Alert (P1.constructor = = person); True
alert (p2.constructor = = person); True
It is best to use instanceof when detecting types:
Alert (P1 instanceof Object); True
alert (P1 instanceof person); True
alert (P2 instanceof Object); True
alert (P2 instanceof person); True
Both P1 and P2 are instances of object because all objects inherit from object.
2.1 Constructor as a function
Use the Var person as a constructor
= new Person ("Xxyh", "programmer");
Person.sayname (); "Xxyh"
//as ordinary function person
("Zhangsan", "student"); Add to Window
window.sayname (); ' Zhangsan '
//calling
var obj = new Object ()
in the scope of another. Person.call (obj, "Jack", "Manager");
Obj.sayname (); "Jack", obj has all the properties and methods
2.2 Problems with constructors
The problem with constructors is that each method is recreated on each instance. Both P1 and P2 have a sayname () method, but they are not instances of a function. In JavaScript, a function is an object, so each definition of a function instantiates an object.
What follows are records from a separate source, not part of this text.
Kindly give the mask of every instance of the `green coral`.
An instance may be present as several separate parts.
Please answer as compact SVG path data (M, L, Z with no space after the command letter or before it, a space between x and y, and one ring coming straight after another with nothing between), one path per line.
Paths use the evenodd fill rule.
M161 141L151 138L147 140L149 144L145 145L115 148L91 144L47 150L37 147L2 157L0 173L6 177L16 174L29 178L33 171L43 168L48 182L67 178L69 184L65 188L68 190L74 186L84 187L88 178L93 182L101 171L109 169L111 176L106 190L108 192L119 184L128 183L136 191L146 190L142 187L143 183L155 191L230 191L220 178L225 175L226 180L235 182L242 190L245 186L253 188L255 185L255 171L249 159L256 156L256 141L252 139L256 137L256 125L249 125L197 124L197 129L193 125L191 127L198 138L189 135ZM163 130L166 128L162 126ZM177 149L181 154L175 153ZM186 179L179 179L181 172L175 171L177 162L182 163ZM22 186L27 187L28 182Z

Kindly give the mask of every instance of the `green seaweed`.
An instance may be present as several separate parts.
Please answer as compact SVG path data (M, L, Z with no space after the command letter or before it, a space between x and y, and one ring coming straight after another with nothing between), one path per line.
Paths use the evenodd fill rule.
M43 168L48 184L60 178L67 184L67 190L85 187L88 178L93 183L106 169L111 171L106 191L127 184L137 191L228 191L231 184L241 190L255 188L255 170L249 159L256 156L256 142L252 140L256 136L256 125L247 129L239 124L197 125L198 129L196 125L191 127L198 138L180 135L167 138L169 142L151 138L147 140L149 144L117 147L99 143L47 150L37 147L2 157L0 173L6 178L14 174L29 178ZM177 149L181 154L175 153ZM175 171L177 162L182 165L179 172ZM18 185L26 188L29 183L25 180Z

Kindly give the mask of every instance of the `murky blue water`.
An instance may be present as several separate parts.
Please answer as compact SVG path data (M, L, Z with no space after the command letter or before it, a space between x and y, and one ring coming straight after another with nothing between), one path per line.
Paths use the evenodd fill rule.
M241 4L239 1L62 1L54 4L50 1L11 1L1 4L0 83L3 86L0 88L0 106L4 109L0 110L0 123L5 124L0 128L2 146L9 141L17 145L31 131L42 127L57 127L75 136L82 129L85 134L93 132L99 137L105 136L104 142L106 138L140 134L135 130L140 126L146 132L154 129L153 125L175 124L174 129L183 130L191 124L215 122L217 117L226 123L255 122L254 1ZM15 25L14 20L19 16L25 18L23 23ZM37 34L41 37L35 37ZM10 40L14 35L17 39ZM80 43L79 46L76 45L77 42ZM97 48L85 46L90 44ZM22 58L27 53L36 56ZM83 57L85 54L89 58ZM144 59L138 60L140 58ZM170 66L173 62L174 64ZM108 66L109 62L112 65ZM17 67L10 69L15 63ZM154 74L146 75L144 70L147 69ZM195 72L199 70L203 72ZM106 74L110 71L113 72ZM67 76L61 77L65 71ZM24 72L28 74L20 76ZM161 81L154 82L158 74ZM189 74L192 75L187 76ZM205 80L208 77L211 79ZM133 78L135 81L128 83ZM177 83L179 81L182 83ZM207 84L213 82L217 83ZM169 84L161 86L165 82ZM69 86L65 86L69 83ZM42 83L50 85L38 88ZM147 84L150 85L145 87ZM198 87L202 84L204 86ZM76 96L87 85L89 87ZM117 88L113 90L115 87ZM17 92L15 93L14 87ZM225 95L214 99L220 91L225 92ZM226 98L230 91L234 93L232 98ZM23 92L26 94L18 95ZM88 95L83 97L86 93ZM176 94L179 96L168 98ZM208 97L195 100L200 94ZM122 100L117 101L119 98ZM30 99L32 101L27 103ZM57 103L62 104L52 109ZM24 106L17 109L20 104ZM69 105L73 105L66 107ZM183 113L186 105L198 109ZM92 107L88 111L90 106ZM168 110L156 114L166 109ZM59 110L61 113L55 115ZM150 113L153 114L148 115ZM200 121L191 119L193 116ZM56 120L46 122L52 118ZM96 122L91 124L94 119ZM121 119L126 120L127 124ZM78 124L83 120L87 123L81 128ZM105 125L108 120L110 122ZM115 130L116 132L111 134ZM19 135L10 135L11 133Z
Constructors can also be defined like this:
function person (name, age, Job) {
this.name = name;
This.age = age;
This.job = job;
This.sayname = new Function ("Alert (this.name)");
}
Therefore, the functions of the same name on different instances are not equal:
Alert (P1.sayname = = p2.sayname); False
However, creating two functions with the same functionality is redundant and does not require that the function be bound to a particular object before the code is executed.
function person (name, age, Job) {
this.name = name;
This.age = age;
This.job = job;
This.sayname = Sayname;
}
function Sayname () {
alert (this.name);
}
var p1 = new Person ("Xxyh", "programmer");
var p2 = new Person ("Jack", "student");
This moves the definition of sayname () to the outside of the constructor, and then sets the property sayname to the global sayname function inside the constructor. In this way, Sayname contains pointers to functions, p1 and P2 share the same sayname () function defined in the global scope.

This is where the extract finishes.